True spirituality
Not sure if you've noticed, but I can sometimes be all about performance and doing things right.
So, for a long time, when I saw a Christian acting in a not-so-"spiritual" way like, for example, smoking I'd be shocked inside, although I always tried not to show it. I was so caught up in trying to be perfect and to be a good example of a Christian, I used to privately think of such people as the "not so committed" ones.
Of course, this was before I realised that my life is pretty messy and that one's struggles don't necessarily show on the outside: a person can be struggling to change and yet outwardly seem to be content with the status quo. There's nothing like falling flat on your face to kill a critical attitude and give you some much-needed compassion.
Still, this passage from Messy Spirituality really challenged me. Mike Yaconelli tells of the time he spoke at a conference:
I mentioned that a woman in my church whom I deeply respect and who is one of the most godly women I know smokes and sometimes uses colourful language. After the talk, I was made aware of a pastor in the audience who was outraged by what I'd said... After the conference, trying to understand what he was so upset about, I contacted him."How dare you tell the audience that 'one of the most godly women you know' smokes and uses the language of the world?" he said, quite heatedly.
"Because she is one of the most godly women I know, and she does happen to smoke and use 'colourful' language," I replied.
The conversation went on for a long time, and he was not impressed with my defence of this woman. Although he didn't use these words, what he was saying was clear: "Godly women do not smoke, nor do they use 'colourful' language! Full stop."
The idea that a person could be smoking, drinking, swearing (or whatever insert your own verb here) and still be godly sounded preposterous to me at first, too.
But I know one person exactly like the lady Yaconelli is describing, except that he's a guy.

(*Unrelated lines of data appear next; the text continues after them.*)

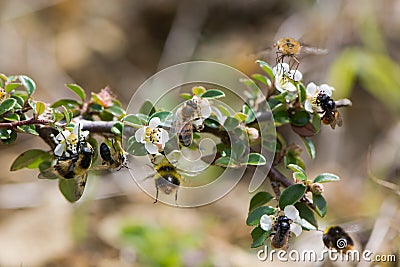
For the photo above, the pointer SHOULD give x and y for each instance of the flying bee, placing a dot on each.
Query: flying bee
(331, 115)
(280, 239)
(73, 164)
(335, 237)
(290, 48)
(188, 116)
(166, 177)
(113, 156)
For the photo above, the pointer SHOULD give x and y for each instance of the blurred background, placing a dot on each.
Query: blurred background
(120, 43)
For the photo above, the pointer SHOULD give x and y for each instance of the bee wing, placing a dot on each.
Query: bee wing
(72, 189)
(314, 50)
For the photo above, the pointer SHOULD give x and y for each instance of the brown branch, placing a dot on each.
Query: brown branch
(14, 124)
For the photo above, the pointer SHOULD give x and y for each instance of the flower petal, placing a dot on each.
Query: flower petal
(59, 150)
(291, 212)
(308, 106)
(151, 148)
(154, 122)
(296, 229)
(164, 136)
(139, 135)
(296, 75)
(266, 222)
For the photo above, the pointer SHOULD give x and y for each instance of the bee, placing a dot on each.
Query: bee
(335, 237)
(280, 239)
(73, 166)
(187, 118)
(167, 178)
(290, 47)
(114, 156)
(331, 115)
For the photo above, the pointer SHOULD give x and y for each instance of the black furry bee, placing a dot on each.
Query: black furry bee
(73, 164)
(336, 237)
(113, 156)
(331, 115)
(282, 232)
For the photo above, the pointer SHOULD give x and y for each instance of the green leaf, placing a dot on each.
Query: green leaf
(11, 86)
(255, 215)
(213, 93)
(256, 159)
(163, 115)
(132, 120)
(71, 103)
(266, 68)
(320, 205)
(30, 159)
(230, 123)
(263, 79)
(296, 168)
(39, 108)
(147, 108)
(198, 90)
(68, 188)
(316, 122)
(186, 96)
(326, 177)
(117, 128)
(116, 110)
(291, 195)
(224, 111)
(300, 118)
(12, 137)
(309, 147)
(259, 199)
(300, 176)
(79, 91)
(28, 83)
(281, 117)
(20, 100)
(258, 235)
(11, 117)
(306, 213)
(7, 105)
(240, 116)
(224, 161)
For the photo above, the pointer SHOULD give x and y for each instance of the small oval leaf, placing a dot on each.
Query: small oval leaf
(256, 214)
(260, 199)
(320, 205)
(79, 91)
(7, 105)
(326, 177)
(213, 93)
(28, 83)
(291, 195)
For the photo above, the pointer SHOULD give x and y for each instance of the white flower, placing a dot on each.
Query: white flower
(292, 213)
(152, 137)
(266, 222)
(67, 141)
(283, 76)
(205, 109)
(313, 91)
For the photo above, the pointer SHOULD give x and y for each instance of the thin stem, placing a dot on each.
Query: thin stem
(14, 124)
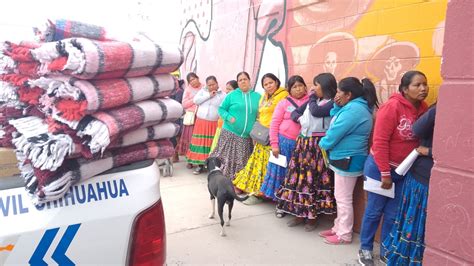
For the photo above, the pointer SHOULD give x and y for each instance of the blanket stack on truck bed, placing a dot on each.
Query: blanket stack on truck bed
(76, 107)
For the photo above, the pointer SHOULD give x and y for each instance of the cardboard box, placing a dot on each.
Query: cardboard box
(8, 163)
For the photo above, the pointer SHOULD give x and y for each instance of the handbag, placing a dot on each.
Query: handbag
(189, 117)
(260, 134)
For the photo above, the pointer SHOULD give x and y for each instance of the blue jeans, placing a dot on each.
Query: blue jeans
(378, 205)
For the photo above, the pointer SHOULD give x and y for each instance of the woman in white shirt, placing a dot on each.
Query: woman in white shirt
(207, 100)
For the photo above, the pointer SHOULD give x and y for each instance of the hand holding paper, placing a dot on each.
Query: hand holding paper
(280, 160)
(375, 186)
(403, 168)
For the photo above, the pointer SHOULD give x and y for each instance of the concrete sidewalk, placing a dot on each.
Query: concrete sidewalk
(255, 236)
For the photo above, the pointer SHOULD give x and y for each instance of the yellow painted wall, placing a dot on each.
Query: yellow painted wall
(418, 21)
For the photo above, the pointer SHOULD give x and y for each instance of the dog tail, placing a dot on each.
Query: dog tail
(236, 197)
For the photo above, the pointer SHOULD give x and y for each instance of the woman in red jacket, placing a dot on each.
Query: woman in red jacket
(393, 140)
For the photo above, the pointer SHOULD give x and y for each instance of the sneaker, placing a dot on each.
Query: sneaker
(280, 214)
(366, 258)
(336, 240)
(198, 170)
(326, 233)
(252, 200)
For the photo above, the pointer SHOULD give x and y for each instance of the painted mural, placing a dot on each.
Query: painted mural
(379, 39)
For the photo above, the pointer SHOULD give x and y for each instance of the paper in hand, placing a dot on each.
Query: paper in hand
(403, 168)
(375, 186)
(281, 160)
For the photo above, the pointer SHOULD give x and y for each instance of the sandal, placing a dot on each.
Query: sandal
(280, 214)
(294, 222)
(310, 226)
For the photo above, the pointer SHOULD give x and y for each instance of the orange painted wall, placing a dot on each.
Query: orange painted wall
(379, 39)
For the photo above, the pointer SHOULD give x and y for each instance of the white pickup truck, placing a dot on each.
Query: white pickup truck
(112, 219)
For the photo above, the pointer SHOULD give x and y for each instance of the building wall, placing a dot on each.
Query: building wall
(450, 222)
(379, 39)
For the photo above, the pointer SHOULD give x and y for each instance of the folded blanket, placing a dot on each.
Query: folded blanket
(62, 28)
(16, 90)
(16, 58)
(44, 186)
(71, 99)
(46, 143)
(105, 126)
(89, 59)
(6, 136)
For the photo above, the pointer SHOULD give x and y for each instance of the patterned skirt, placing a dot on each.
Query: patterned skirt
(216, 138)
(275, 173)
(406, 242)
(250, 178)
(308, 188)
(185, 140)
(201, 141)
(234, 152)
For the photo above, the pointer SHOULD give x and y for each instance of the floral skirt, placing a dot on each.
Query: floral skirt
(275, 173)
(250, 178)
(308, 188)
(201, 141)
(234, 152)
(406, 242)
(216, 138)
(185, 140)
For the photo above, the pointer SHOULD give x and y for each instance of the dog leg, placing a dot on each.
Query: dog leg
(213, 206)
(223, 231)
(231, 205)
(220, 211)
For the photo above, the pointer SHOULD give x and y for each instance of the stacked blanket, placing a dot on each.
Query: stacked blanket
(60, 29)
(71, 99)
(44, 185)
(76, 107)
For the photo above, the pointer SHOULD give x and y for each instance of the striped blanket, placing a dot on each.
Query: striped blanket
(16, 58)
(47, 143)
(89, 59)
(62, 28)
(105, 126)
(70, 99)
(45, 186)
(16, 90)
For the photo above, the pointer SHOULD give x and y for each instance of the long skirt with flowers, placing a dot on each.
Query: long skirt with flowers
(308, 188)
(250, 178)
(203, 134)
(233, 151)
(185, 140)
(406, 242)
(275, 173)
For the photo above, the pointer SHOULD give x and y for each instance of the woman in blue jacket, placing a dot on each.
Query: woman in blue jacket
(347, 141)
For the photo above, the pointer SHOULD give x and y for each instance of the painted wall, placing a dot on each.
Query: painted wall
(450, 222)
(380, 39)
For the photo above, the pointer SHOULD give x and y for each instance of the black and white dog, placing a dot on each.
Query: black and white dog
(220, 187)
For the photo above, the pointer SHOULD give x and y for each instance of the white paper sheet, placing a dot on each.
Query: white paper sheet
(375, 186)
(281, 160)
(403, 168)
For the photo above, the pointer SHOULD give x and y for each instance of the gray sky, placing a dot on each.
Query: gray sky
(158, 18)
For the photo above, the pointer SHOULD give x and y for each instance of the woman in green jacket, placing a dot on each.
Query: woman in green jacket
(239, 111)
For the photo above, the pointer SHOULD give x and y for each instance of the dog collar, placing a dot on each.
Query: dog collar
(215, 169)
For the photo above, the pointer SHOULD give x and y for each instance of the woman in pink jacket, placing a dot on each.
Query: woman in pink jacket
(194, 85)
(283, 133)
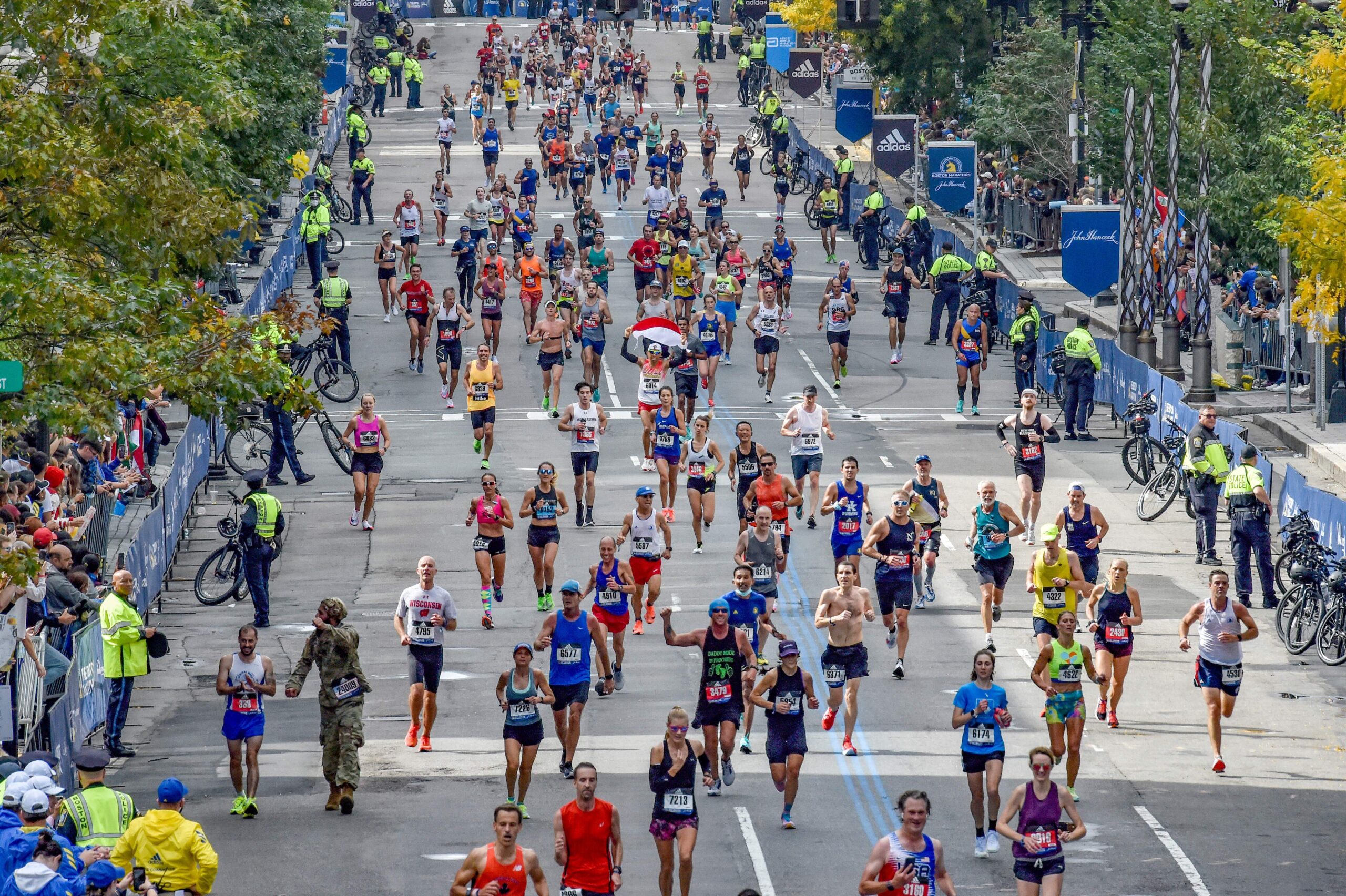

When my friend talks about God, I see passion. I see a desperate desire to hang on to God. You know that "God, I know You're real and whatever happens, I am not letting go of You, because I can't!" kind of feeling. I see a relationship with God that is messy and up-and-down, the way real relationships are. I see a continued commitment to work at that relationship and to do the best he can, which is really all any of us can do.
I'm telling you, my friend is the epitome of messy spirituality. Because of him, I know what Yaconelli is talking about. Because of him, I know what true godliness looks like: holding on even when you can't push on, when life just sucks so much no one could honestly blame you for throwing everything in and stomping out.
Sometimes, like Yaconelli says, 60% is 100% of all we have to give. "And God is there, in the middle of our 'meagre' 60 per cent, recognising the seeds of growth in what we're giving Him." Indeed.
Thank you, my friend. You are an example and an inspiration to me.